A importância da literacia familiar em debate no Brasil
Enviada em 12/01/2021
O filme ‘’A Menina que Roubava Livros’’ retrata a história da jovem Liesel, introduzida no âmbito literário através do estímulo e auxílio do pai e, a partir disso, as obras se tornam o refúgio dela diante do cenário violento da Alemanha Nazista. Saindo da ficção, percebe-se, de maneira análoga, a relevância da literacia familiar, uma vez que tal ato proporciona uma interação entre pais e filhos, além de garantir a construção intelectual do indivíduo. Nesse contexto, é válido entender a importância dessa prática, bem como as barreiras que impedem sua efetivação na conjuntura brasileira.

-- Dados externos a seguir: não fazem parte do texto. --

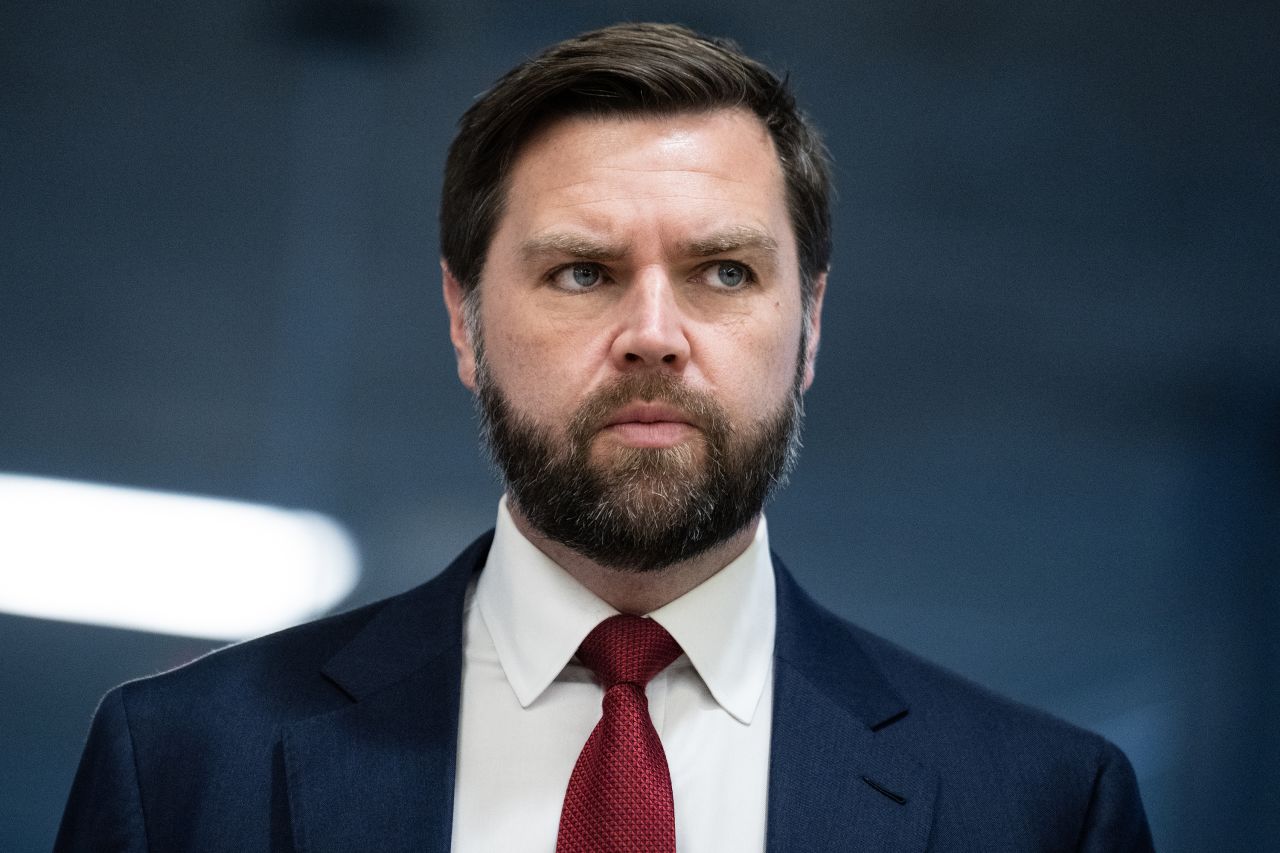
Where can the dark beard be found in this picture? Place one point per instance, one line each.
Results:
(648, 507)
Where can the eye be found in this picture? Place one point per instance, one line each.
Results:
(730, 276)
(577, 277)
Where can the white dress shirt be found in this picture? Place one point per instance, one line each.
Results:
(528, 705)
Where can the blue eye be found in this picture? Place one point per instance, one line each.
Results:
(731, 276)
(586, 274)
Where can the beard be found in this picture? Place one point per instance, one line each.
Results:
(640, 509)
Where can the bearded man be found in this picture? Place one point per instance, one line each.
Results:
(635, 245)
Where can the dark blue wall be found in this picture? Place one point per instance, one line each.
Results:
(1045, 441)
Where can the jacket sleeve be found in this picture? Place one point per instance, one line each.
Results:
(1115, 821)
(104, 811)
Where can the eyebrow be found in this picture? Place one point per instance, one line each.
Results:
(721, 242)
(574, 246)
(731, 240)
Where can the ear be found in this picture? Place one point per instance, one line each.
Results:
(814, 320)
(458, 332)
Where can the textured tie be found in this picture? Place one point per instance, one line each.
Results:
(618, 797)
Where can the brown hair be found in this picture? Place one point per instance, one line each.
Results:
(626, 69)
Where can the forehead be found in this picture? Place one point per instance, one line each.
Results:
(703, 170)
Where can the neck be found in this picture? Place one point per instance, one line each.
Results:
(639, 592)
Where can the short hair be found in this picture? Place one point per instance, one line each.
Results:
(626, 69)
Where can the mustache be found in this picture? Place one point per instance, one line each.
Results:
(699, 406)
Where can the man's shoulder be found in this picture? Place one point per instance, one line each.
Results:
(300, 670)
(933, 705)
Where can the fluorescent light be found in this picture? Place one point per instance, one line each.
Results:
(173, 564)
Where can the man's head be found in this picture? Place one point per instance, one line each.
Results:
(635, 237)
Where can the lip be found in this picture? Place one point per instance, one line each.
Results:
(648, 413)
(649, 424)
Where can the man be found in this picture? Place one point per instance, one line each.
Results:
(635, 245)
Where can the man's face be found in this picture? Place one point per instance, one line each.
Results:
(636, 341)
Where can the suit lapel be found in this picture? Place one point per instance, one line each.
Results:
(835, 784)
(378, 774)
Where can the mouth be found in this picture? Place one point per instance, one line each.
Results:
(649, 424)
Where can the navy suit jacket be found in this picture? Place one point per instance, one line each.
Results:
(342, 735)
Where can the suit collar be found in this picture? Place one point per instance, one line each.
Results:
(839, 780)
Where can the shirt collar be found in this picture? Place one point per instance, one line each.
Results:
(538, 615)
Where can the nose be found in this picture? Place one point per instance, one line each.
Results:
(652, 328)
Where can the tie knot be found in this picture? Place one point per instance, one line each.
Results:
(627, 649)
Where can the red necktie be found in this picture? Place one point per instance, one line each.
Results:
(618, 797)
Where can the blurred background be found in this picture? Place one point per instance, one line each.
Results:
(1043, 446)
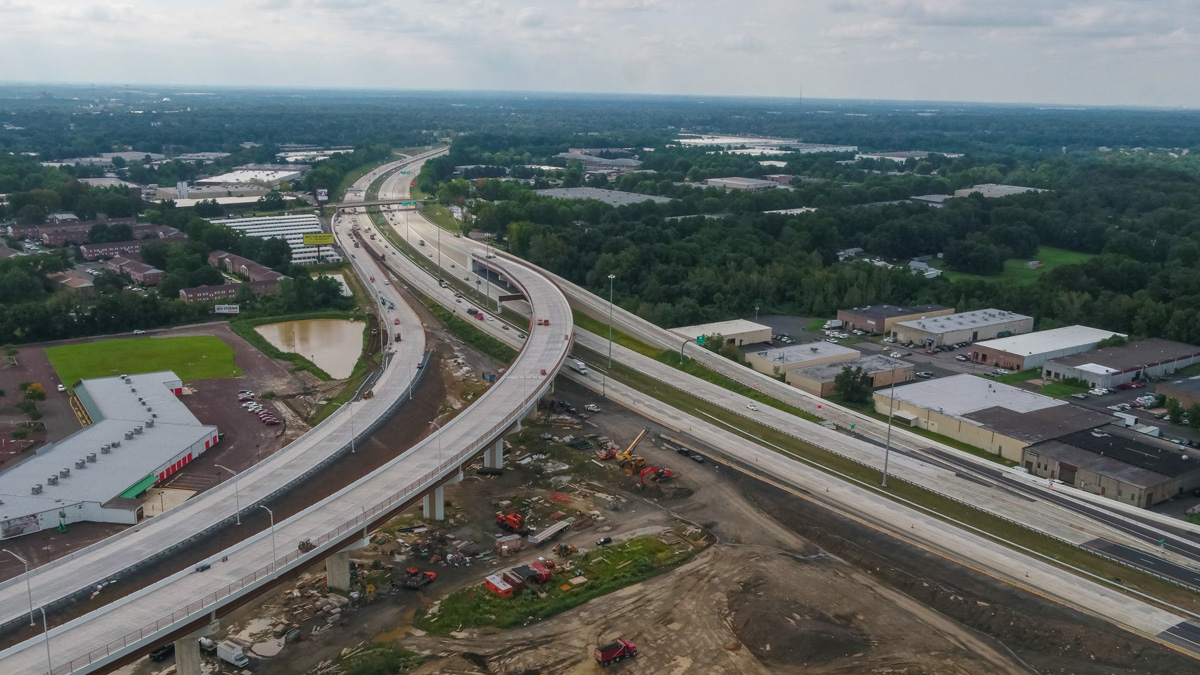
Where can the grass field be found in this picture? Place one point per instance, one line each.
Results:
(1015, 269)
(190, 358)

Em primeira análise, cabe ressaltar a capacidade comunicativa e a autonomia dos cidadãos como fruto da leitura iniciada desde a infância. Tomando como base o pensamento do sociólogo Émile Durkheim, para quem a família é fundamental em uma sociedade por ser responsável pelas primeiras socializações do indivíduo, percebe-se que o corpo familiar determina a formação dos valores e práticas dos filhos, haja vista que o contato com conteúdos textuais, realizado com frequência no ambiente domiciliar, permite a potencialização dos estímulos intelectuais. Diante disso, entende-se a importância do exercício leitor no processo educacional.

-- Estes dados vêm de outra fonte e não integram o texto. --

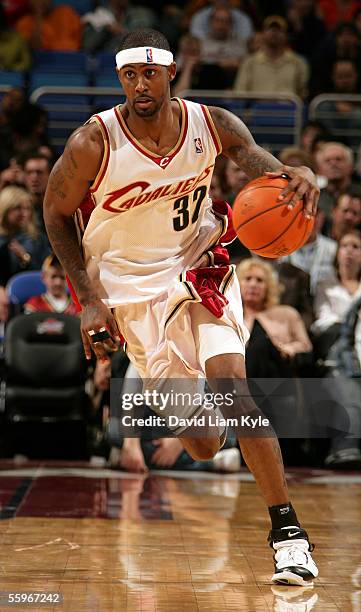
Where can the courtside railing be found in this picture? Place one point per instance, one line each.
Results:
(274, 120)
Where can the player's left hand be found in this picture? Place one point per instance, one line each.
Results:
(167, 452)
(302, 185)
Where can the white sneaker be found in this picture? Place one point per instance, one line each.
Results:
(286, 599)
(228, 460)
(293, 562)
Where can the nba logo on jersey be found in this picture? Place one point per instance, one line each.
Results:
(198, 145)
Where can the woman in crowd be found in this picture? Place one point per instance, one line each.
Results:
(261, 303)
(22, 247)
(335, 298)
(278, 337)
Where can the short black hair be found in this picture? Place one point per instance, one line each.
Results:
(144, 37)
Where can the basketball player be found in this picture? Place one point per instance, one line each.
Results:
(151, 263)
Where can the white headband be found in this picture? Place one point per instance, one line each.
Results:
(143, 55)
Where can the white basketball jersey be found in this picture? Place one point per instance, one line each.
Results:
(152, 217)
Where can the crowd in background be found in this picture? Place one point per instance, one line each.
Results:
(297, 306)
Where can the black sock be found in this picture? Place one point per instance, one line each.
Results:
(283, 516)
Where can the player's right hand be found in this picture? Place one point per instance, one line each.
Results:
(96, 316)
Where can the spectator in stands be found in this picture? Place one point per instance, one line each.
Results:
(306, 28)
(242, 27)
(10, 106)
(105, 26)
(27, 130)
(215, 190)
(357, 21)
(22, 246)
(343, 116)
(316, 257)
(48, 27)
(191, 72)
(335, 11)
(14, 9)
(221, 47)
(293, 156)
(275, 68)
(14, 51)
(56, 298)
(138, 455)
(4, 305)
(343, 43)
(234, 180)
(12, 175)
(335, 297)
(346, 215)
(36, 169)
(334, 161)
(312, 130)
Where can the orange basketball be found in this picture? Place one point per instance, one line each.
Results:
(264, 224)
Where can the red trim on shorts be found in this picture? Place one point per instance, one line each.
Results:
(164, 160)
(105, 163)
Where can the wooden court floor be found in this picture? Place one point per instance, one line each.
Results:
(196, 542)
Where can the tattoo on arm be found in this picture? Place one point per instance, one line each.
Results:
(63, 237)
(239, 145)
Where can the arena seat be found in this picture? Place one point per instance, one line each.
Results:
(45, 372)
(23, 286)
(80, 6)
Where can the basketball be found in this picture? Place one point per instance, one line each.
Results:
(264, 224)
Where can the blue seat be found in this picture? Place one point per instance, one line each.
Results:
(13, 78)
(80, 6)
(60, 61)
(23, 286)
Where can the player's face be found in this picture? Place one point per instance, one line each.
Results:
(347, 213)
(254, 287)
(14, 217)
(334, 163)
(36, 175)
(146, 87)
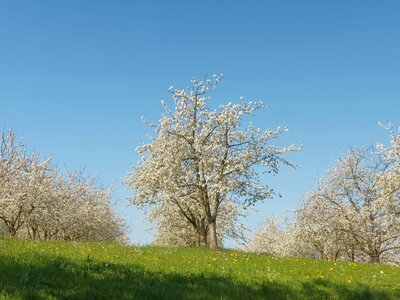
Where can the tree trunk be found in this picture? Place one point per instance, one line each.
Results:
(213, 235)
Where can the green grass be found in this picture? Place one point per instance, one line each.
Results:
(65, 270)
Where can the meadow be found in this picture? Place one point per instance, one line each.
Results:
(71, 270)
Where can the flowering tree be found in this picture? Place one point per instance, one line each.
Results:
(202, 159)
(173, 229)
(37, 201)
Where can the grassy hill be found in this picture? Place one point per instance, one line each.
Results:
(54, 270)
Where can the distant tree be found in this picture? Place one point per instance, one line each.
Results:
(38, 201)
(202, 159)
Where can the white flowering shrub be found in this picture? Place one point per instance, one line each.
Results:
(38, 202)
(352, 215)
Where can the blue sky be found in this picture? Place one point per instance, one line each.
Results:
(76, 76)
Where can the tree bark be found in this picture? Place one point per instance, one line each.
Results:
(213, 234)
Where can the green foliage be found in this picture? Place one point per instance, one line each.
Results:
(68, 270)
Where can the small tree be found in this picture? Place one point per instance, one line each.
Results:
(358, 204)
(201, 158)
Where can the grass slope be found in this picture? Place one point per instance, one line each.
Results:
(65, 270)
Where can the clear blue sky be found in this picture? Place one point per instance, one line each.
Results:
(76, 76)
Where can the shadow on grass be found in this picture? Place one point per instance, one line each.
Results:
(61, 278)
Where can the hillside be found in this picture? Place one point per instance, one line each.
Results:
(66, 270)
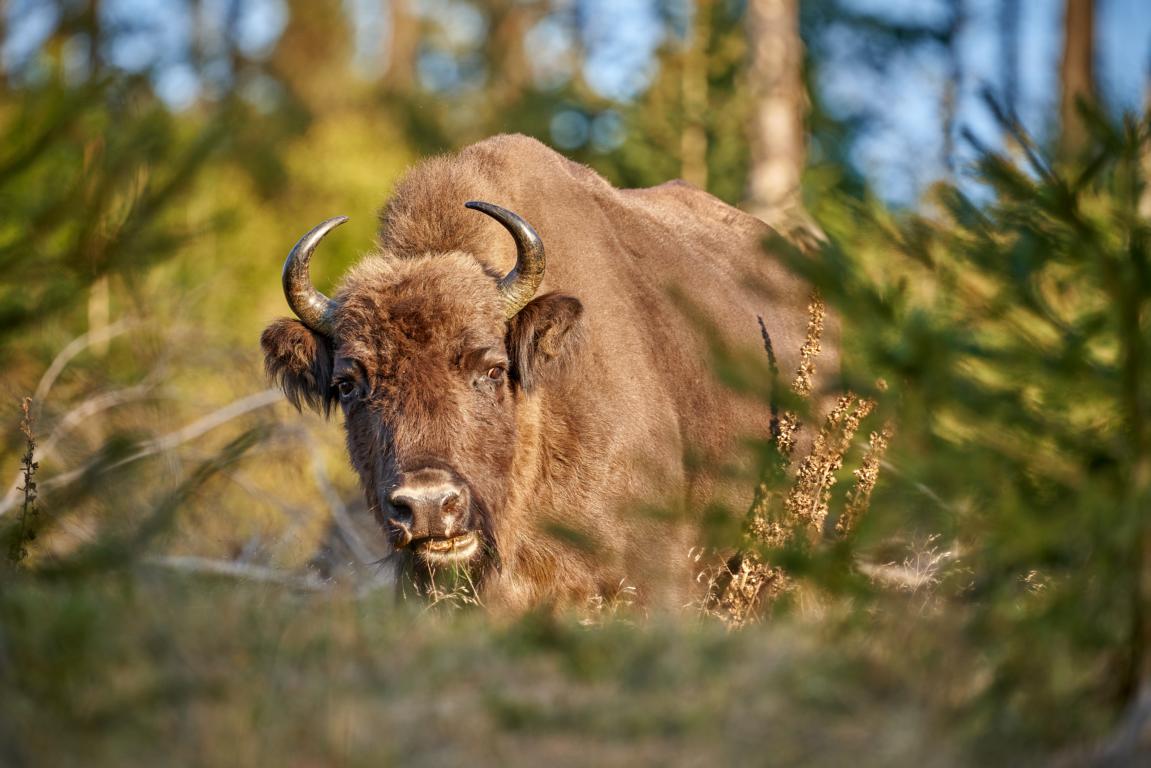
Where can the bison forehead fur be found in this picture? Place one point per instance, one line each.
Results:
(526, 448)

Observa-se, por outro lado, que o período de convívio doméstico se tornou escasso em função da alta exigência produtiva estabelecida. A partir dos estudos do economista Celso Furtado - para quem o subdesenvolvimento é uma estratégia para manutenção da exploração - nota-se que os aspectos pragmáticos da atualidade, como o trabalho, são valorizados em relação aos elementos não formais do cotidiano. Em vista disso, denota-se que essa supervalorização da vida profissional distancia, na maioria das vezes, pais e filhos, reduzindo a execução de práticas conjuntas, a exemplo da literacia. Tal questão pode ser observada nos dados do “Gazeta do Povo”, os quais mostram que países que encontram-se nas melhores posições no ranking de educação mundial, como Singapura, são os que mais investem na educação da primeira infância no seio familiar.

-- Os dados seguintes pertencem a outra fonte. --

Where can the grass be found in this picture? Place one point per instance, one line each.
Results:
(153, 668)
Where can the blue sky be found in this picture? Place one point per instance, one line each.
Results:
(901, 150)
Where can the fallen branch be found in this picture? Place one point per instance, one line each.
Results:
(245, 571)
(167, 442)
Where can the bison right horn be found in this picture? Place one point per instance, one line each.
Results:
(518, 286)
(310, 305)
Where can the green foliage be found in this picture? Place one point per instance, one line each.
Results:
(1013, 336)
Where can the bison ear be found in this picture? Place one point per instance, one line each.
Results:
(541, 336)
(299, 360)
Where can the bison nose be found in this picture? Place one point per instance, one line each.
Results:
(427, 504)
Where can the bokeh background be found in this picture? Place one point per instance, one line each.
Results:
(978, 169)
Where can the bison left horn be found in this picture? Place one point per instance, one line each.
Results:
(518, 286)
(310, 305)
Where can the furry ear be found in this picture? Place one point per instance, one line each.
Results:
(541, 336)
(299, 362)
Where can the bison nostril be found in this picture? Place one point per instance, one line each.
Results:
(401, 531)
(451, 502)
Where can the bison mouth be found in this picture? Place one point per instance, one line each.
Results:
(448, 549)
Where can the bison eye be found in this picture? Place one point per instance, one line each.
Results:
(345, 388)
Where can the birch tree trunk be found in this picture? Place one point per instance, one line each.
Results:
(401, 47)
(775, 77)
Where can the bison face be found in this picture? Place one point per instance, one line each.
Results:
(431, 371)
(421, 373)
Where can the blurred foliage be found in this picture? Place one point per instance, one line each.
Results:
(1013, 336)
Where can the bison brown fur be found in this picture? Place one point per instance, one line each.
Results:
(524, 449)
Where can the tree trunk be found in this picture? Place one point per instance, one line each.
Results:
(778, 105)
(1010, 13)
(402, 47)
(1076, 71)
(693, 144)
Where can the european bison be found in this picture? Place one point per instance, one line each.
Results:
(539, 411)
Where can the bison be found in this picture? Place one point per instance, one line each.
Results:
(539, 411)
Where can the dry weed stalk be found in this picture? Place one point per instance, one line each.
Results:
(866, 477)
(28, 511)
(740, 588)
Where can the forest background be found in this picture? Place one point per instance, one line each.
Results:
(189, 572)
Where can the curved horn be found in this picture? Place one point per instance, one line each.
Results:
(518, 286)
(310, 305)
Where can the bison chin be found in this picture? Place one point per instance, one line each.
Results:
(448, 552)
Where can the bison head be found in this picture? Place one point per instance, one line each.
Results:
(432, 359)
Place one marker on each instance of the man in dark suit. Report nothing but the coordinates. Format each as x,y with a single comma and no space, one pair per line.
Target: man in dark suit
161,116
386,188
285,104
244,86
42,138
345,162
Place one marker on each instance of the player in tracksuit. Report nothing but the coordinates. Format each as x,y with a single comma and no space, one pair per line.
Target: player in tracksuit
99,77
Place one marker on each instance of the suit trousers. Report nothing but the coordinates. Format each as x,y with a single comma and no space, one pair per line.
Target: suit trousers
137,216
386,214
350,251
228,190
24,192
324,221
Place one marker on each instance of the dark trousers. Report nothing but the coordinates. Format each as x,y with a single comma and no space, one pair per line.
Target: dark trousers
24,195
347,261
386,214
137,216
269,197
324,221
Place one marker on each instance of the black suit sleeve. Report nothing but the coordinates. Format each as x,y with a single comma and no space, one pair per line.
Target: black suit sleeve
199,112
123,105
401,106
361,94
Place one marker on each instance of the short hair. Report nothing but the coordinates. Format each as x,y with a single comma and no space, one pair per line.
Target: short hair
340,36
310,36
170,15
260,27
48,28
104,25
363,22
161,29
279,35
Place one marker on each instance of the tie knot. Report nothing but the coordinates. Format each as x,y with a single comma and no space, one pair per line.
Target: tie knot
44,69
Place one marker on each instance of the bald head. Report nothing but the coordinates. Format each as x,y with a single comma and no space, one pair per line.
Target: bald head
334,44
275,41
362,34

A fim de atenuar esse impasse, é necessário que medidas sejam tomadas. Urge-se que o Ministério da Educação (MEC) crie, em parceria com a Grande Mídia, uma plataforma digital gratuita composta por um acervo de contos, audiolivros e livros, como o “Conta pra Mim”, voltados para dinamização da literacia familiar. Isso deve ser feito para que essa interação se adeque ao curto tempo disponível no cotidiano com o objetivo de motivar a leitura coletiva na esfera domiciliar.